Methuselah was the son of Enoch and the father of Lamech (i.e., Noah’s grandfather, Genesis 5:25). He was the man who had the longest life of anyone in the Bible (969 years), dying in the year of the great flood.
Methuselah is also listed in the genealogy of Christ, mentioned in the Greek New Testament as Μαθουσαλα (Mathousala, Luke 3:37).
The Oldest Man
According to the book of Genesis 5:21-27, Methuselah was the seventh direct descendant of Adam according to the line of Set (the so-called “Great Setite Genealogy” of Gen 5), son of Enoch, father of Lamech and grandfather of Noah.

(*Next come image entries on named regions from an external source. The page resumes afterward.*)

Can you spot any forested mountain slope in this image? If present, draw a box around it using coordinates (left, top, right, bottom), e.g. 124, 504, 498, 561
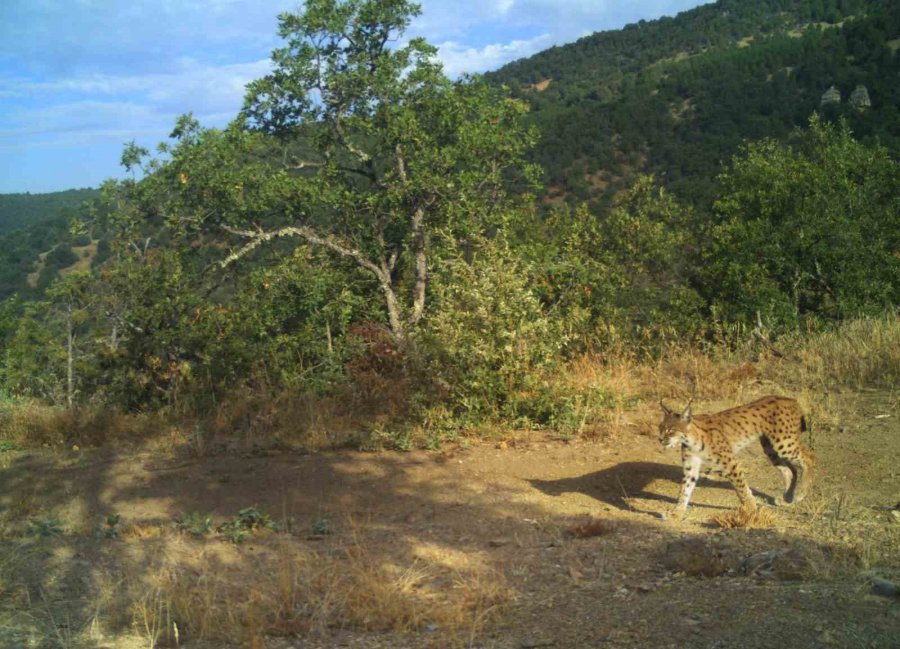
0, 189, 105, 300
488, 0, 900, 206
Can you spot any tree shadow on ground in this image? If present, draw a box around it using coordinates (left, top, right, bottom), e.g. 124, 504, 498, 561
0, 450, 889, 647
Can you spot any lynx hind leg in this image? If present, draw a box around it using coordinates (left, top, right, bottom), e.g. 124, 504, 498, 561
762, 437, 797, 506
792, 447, 816, 503
729, 464, 757, 510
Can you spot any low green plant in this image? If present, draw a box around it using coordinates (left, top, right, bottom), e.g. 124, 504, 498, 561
26, 518, 63, 538
216, 507, 276, 544
313, 516, 334, 536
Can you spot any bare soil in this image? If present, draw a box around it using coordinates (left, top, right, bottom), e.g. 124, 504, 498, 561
0, 392, 900, 649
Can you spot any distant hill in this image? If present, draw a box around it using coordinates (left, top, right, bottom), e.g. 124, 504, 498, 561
0, 189, 105, 300
487, 0, 900, 208
0, 189, 100, 234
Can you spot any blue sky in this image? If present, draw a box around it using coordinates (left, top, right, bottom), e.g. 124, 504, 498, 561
0, 0, 703, 193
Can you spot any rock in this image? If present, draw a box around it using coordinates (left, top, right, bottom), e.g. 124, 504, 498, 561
742, 548, 812, 581
662, 538, 741, 577
869, 577, 900, 597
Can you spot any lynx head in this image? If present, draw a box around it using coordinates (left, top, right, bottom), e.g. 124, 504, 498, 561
659, 399, 694, 448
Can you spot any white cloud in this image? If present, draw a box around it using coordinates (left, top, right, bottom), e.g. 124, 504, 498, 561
437, 34, 550, 78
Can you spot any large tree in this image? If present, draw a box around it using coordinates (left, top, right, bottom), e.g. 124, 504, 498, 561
156, 0, 535, 342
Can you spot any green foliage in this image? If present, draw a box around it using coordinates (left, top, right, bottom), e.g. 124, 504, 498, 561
175, 512, 213, 539
487, 0, 900, 212
417, 241, 566, 426
216, 507, 275, 544
313, 516, 334, 536
25, 518, 63, 538
517, 177, 704, 351
0, 439, 19, 453
704, 117, 900, 327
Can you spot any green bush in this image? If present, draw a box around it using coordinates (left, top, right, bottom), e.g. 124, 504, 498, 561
416, 242, 566, 428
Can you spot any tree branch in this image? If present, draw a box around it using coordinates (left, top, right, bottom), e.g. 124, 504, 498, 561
219, 224, 390, 283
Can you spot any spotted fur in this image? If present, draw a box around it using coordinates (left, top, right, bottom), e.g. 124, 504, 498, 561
659, 396, 815, 517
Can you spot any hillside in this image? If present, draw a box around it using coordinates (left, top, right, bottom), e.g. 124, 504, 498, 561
0, 188, 99, 234
488, 0, 900, 207
0, 189, 99, 300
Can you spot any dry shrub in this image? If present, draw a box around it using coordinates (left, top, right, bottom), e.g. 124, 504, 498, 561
637, 347, 763, 403
346, 322, 409, 418
566, 518, 618, 539
559, 349, 640, 437
712, 507, 781, 529
200, 386, 359, 450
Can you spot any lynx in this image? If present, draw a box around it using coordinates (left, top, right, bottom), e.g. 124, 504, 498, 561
659, 396, 815, 518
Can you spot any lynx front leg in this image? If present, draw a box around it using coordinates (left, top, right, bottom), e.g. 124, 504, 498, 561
728, 464, 756, 509
671, 453, 702, 518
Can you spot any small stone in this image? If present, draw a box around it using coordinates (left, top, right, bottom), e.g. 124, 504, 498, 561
869, 577, 900, 597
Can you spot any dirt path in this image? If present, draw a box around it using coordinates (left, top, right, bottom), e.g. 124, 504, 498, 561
0, 393, 900, 649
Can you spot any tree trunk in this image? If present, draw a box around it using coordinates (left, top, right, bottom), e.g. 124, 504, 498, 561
66, 305, 75, 410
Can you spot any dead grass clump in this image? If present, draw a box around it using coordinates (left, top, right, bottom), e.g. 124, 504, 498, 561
784, 313, 900, 388
121, 537, 513, 647
637, 347, 762, 402
557, 350, 640, 437
712, 507, 780, 529
566, 518, 617, 539
0, 400, 158, 448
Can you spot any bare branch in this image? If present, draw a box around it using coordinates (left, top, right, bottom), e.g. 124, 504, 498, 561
334, 115, 372, 163
219, 224, 390, 283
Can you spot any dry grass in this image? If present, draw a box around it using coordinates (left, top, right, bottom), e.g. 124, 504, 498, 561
781, 314, 900, 388
566, 518, 618, 539
89, 534, 514, 647
0, 400, 160, 448
712, 507, 781, 529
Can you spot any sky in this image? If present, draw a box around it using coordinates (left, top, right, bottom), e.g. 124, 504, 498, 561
0, 0, 704, 193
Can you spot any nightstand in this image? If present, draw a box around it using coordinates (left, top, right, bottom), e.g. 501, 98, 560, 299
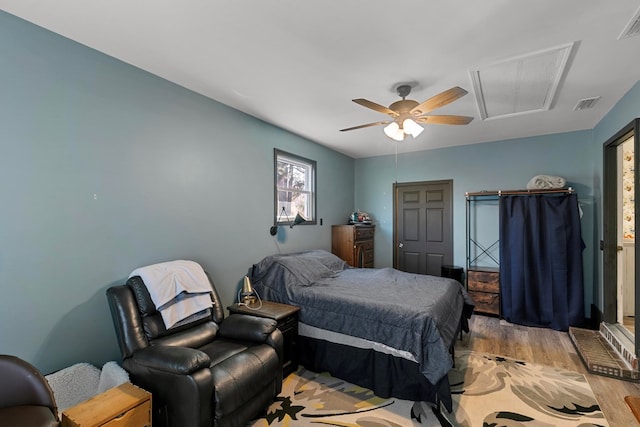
62, 383, 151, 427
227, 301, 300, 377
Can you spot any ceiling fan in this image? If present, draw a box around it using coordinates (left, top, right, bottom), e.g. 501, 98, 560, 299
340, 84, 473, 141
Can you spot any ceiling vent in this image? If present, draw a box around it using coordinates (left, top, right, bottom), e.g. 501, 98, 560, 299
573, 96, 600, 111
470, 43, 574, 120
618, 8, 640, 40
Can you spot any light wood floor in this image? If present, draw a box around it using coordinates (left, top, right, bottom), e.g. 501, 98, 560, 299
456, 315, 640, 427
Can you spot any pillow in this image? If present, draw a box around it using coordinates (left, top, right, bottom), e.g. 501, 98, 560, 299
98, 361, 129, 393
277, 250, 346, 286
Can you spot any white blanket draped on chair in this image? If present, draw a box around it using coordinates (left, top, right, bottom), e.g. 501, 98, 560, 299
129, 260, 213, 329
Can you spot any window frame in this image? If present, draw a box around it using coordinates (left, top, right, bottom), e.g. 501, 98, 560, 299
273, 148, 318, 225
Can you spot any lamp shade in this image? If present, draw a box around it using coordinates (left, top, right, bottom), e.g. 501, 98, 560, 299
289, 213, 306, 228
384, 122, 404, 141
242, 276, 253, 296
402, 119, 424, 138
239, 276, 256, 306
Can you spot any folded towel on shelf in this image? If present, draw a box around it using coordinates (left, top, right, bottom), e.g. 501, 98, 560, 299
129, 260, 213, 329
527, 175, 567, 190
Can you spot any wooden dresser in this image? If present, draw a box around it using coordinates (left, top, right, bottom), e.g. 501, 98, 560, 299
467, 267, 500, 316
331, 224, 376, 268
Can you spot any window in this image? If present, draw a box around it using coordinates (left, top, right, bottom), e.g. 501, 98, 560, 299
274, 149, 316, 224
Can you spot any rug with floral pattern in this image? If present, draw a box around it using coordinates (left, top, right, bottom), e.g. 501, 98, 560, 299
250, 351, 608, 427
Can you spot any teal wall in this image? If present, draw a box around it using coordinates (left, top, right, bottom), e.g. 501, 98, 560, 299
0, 12, 354, 373
355, 84, 640, 313
0, 12, 640, 373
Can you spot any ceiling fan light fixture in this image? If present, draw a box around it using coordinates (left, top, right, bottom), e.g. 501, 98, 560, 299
384, 122, 404, 141
402, 119, 424, 138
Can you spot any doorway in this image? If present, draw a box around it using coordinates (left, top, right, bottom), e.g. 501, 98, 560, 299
602, 119, 640, 356
393, 180, 453, 276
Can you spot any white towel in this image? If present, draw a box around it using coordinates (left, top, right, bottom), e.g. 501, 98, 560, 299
129, 260, 213, 329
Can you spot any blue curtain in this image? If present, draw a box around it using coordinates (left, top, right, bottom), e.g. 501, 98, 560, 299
499, 194, 584, 331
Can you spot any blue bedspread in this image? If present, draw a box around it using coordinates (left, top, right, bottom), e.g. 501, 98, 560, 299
251, 250, 473, 384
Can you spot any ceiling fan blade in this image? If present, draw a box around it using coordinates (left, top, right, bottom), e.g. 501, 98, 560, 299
352, 98, 399, 117
340, 121, 391, 132
410, 86, 468, 114
415, 116, 473, 125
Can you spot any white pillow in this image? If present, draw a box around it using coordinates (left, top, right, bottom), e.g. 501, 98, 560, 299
98, 361, 129, 393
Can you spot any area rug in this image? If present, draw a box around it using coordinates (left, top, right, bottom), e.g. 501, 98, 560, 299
250, 351, 608, 427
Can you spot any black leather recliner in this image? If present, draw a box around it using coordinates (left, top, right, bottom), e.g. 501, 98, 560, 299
107, 276, 283, 427
0, 354, 60, 427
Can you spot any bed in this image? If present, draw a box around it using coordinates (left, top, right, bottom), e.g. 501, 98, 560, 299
250, 250, 473, 411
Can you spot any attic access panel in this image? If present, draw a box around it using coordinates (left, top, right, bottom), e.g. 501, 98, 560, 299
470, 43, 574, 120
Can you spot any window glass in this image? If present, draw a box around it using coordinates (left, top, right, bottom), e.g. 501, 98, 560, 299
274, 149, 316, 224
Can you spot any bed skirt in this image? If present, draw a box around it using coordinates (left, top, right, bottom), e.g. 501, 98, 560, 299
298, 335, 452, 412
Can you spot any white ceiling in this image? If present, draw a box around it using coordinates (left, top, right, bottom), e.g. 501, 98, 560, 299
0, 0, 640, 158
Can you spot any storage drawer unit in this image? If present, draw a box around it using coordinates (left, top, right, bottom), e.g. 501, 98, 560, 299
467, 267, 500, 316
331, 224, 375, 268
62, 383, 151, 427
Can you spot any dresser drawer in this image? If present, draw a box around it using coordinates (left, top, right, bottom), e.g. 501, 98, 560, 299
101, 401, 151, 427
467, 270, 500, 294
469, 291, 500, 315
356, 226, 374, 240
62, 383, 151, 427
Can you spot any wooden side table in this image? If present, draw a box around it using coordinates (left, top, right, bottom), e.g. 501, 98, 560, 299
62, 383, 151, 427
227, 301, 300, 377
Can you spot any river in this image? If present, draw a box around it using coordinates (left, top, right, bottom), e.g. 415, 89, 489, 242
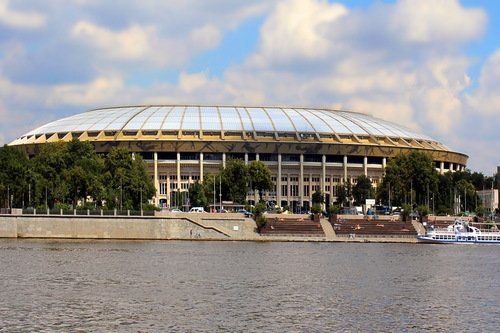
0, 239, 500, 332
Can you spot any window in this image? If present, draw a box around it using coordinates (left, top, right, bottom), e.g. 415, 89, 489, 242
304, 185, 310, 197
281, 185, 288, 197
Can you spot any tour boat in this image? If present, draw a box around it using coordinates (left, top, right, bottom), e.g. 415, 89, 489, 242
417, 220, 500, 244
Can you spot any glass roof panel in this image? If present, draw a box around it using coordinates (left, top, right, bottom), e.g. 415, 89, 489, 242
105, 108, 138, 131
162, 106, 185, 131
142, 106, 172, 131
219, 107, 246, 131
321, 111, 368, 135
200, 106, 222, 131
123, 108, 153, 131
182, 106, 200, 131
300, 110, 351, 134
266, 108, 297, 132
17, 106, 435, 141
235, 108, 254, 132
246, 108, 274, 132
286, 109, 314, 133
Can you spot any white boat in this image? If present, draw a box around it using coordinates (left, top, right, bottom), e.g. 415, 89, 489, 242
417, 220, 500, 244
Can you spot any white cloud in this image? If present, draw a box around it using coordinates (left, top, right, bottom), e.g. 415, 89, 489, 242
190, 24, 222, 49
389, 0, 486, 43
256, 0, 347, 61
179, 73, 208, 93
0, 0, 47, 29
47, 76, 124, 106
72, 21, 156, 59
467, 49, 500, 115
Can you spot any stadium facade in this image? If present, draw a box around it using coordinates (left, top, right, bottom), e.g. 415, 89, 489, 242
11, 105, 468, 209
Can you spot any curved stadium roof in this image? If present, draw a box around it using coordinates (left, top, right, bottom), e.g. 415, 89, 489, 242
10, 105, 467, 164
16, 106, 435, 142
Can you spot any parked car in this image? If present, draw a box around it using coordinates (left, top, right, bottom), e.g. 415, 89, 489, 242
237, 209, 253, 217
189, 207, 205, 213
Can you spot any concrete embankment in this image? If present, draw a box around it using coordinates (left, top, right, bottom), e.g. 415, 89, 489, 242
0, 214, 256, 240
0, 213, 415, 243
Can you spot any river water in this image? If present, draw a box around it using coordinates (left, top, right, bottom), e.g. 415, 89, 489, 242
0, 239, 500, 332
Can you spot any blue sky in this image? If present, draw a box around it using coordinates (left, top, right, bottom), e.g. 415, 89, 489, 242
0, 0, 500, 175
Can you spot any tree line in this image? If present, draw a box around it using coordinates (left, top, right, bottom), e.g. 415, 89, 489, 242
184, 159, 273, 207
0, 139, 155, 210
0, 139, 499, 214
337, 151, 498, 214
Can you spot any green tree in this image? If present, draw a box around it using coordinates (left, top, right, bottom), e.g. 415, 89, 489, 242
63, 139, 104, 207
352, 175, 374, 205
248, 161, 273, 199
0, 145, 31, 207
189, 181, 208, 208
221, 159, 250, 203
104, 148, 155, 209
378, 151, 438, 206
311, 191, 325, 205
31, 142, 70, 208
336, 180, 352, 207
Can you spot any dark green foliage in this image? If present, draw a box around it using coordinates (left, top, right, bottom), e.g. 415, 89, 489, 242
352, 175, 374, 206
189, 181, 208, 208
312, 191, 325, 205
311, 203, 321, 214
336, 181, 352, 207
103, 148, 155, 210
0, 139, 155, 210
0, 146, 32, 207
248, 161, 273, 197
378, 151, 438, 206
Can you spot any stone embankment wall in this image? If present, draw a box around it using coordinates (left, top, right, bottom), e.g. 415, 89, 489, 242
0, 214, 259, 240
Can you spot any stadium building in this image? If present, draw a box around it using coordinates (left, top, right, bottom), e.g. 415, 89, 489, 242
11, 105, 468, 210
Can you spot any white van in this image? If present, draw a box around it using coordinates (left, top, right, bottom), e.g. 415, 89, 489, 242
189, 207, 205, 213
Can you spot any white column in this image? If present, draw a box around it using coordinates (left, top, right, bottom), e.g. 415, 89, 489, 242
176, 152, 181, 191
276, 154, 281, 206
320, 155, 326, 193
200, 153, 203, 182
153, 152, 160, 206
320, 155, 326, 210
299, 154, 304, 207
344, 155, 347, 184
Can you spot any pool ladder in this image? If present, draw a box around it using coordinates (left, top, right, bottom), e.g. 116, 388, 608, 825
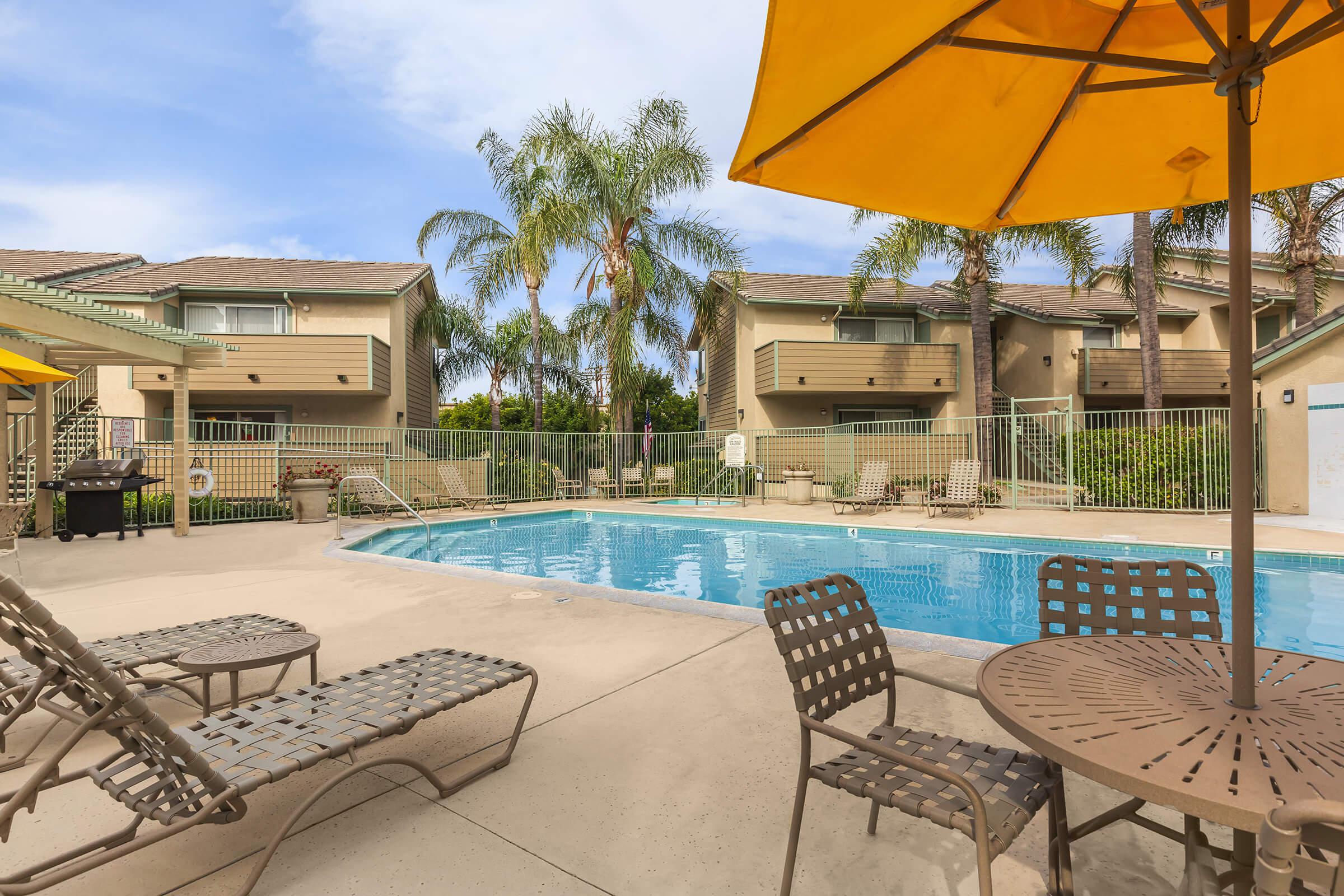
336, 473, 433, 549
695, 464, 765, 506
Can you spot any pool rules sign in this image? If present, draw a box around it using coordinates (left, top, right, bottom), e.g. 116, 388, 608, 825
108, 417, 136, 447
723, 432, 747, 468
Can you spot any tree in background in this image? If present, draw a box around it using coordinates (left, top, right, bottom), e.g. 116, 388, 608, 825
1114, 203, 1227, 411
413, 297, 587, 430
524, 97, 746, 431
416, 130, 582, 428
850, 214, 1101, 417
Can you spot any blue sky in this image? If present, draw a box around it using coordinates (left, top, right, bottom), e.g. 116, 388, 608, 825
0, 0, 1198, 392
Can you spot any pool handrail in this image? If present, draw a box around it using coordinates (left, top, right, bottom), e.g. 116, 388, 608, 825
336, 473, 433, 548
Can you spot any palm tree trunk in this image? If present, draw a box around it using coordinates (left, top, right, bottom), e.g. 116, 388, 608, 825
1293, 265, 1316, 326
489, 380, 504, 432
527, 283, 545, 432
1135, 211, 1163, 411
970, 282, 995, 417
969, 281, 995, 482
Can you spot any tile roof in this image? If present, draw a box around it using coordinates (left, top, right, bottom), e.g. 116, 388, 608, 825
64, 255, 430, 297
1161, 272, 1297, 302
940, 281, 1196, 321
1251, 305, 1344, 363
711, 272, 970, 314
0, 249, 145, 283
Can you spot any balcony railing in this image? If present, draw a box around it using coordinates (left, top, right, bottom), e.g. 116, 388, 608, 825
1078, 348, 1229, 396
755, 340, 960, 395
130, 333, 393, 395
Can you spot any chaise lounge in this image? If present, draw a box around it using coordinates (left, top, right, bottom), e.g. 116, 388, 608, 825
0, 576, 536, 896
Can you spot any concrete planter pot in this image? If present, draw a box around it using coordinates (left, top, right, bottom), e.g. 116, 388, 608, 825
783, 470, 816, 505
289, 479, 330, 522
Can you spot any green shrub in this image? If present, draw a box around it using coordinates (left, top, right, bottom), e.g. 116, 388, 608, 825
1059, 424, 1230, 511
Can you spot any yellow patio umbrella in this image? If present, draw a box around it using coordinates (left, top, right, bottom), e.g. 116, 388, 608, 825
729, 0, 1344, 708
0, 348, 75, 501
0, 348, 74, 385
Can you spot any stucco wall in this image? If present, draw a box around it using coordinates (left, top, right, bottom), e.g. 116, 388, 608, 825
1258, 328, 1344, 513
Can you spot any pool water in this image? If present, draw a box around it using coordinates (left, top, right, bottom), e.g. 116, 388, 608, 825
352, 511, 1344, 658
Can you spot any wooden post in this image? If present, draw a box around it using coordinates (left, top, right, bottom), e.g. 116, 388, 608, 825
32, 383, 57, 539
172, 367, 191, 536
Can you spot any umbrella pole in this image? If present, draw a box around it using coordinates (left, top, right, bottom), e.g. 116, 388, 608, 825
1227, 0, 1256, 710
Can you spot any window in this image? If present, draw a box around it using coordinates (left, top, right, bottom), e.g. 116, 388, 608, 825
836, 407, 915, 423
1083, 326, 1116, 348
836, 317, 915, 343
191, 408, 289, 442
1256, 314, 1280, 348
185, 302, 289, 334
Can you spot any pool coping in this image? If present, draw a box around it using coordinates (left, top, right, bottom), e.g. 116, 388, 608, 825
323, 502, 1344, 660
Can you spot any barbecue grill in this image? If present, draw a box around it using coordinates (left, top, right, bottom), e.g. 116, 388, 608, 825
38, 457, 162, 542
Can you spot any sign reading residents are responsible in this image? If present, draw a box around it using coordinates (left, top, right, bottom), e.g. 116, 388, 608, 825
108, 417, 136, 447
723, 432, 747, 466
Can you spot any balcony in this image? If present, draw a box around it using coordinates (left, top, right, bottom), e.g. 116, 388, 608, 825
130, 333, 393, 395
755, 340, 960, 395
1078, 348, 1229, 395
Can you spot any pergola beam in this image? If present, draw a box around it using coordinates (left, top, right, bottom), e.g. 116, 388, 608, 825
0, 293, 183, 365
995, 0, 1138, 220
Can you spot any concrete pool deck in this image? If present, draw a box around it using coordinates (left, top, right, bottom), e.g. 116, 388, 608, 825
10, 501, 1344, 896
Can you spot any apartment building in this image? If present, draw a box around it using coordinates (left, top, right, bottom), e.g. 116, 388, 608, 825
0, 250, 438, 428
689, 256, 1344, 430
688, 273, 974, 430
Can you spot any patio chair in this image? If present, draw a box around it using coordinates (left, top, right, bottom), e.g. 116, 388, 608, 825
830, 461, 890, 515
551, 466, 585, 501
621, 466, 648, 494
765, 572, 1072, 896
1036, 553, 1223, 893
927, 461, 985, 520
436, 464, 508, 511
649, 464, 676, 497
0, 613, 306, 771
346, 465, 406, 520
0, 576, 536, 896
1251, 799, 1344, 896
589, 466, 617, 497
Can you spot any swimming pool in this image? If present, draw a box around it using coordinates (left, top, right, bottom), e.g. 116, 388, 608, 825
351, 511, 1344, 658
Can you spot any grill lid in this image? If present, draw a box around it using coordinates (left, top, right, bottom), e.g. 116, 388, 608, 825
66, 457, 145, 479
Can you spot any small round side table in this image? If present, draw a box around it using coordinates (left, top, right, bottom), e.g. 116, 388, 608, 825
178, 631, 323, 717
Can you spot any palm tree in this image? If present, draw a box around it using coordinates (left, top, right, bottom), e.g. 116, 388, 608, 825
850, 214, 1101, 417
1254, 180, 1344, 326
1114, 203, 1227, 411
416, 130, 581, 432
524, 97, 746, 431
413, 298, 587, 432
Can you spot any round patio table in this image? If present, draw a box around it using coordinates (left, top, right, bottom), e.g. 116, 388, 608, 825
978, 636, 1344, 832
176, 631, 323, 717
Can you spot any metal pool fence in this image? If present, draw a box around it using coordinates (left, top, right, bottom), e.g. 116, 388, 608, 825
8, 405, 1264, 525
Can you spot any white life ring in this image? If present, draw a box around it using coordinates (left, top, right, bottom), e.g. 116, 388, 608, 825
187, 466, 215, 498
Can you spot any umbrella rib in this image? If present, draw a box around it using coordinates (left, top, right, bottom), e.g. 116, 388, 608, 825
995, 0, 1138, 220
1264, 7, 1344, 66
945, 36, 1212, 81
1176, 0, 1231, 66
1082, 75, 1208, 93
753, 0, 1000, 169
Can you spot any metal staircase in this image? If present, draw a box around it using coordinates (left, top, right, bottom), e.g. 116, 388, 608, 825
993, 385, 1067, 482
6, 367, 100, 501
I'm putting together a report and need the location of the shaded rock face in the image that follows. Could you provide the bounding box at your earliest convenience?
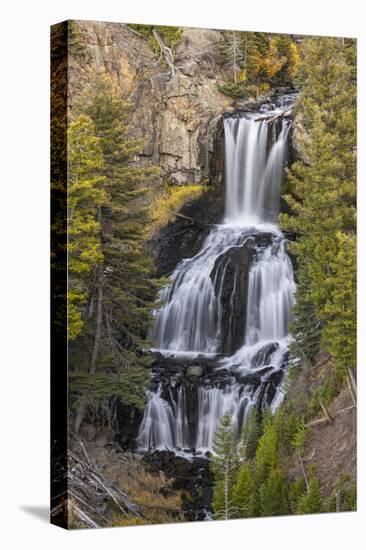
[143,451,213,521]
[149,186,224,277]
[210,246,253,354]
[111,398,143,450]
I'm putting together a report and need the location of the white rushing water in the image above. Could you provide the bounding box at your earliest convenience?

Methuselah died in the year of the Flood, either before the Flood (according to the Masoretic text of Genesis 5) or after (according to the numbering of Genesis 5 in the Septuaginta [Codex Vaticanus], 1656 years after the Creation, in the year 2104 BC according to the rabbinic computation that places the Creation in 3760 BC or in 2348 BC, according to the King James Bible, which places the Creation in 4004 BC).
Methuselah is mentioned in a passage in the Tanakh (Hebrew Bible, Genesis 5:21-27), as being part of the genealogy connecting Adam to Noah. That genealogy is repeated, without chronology, in the 1 Chronicles 1:3 passage, and also appears in Luke 3:37.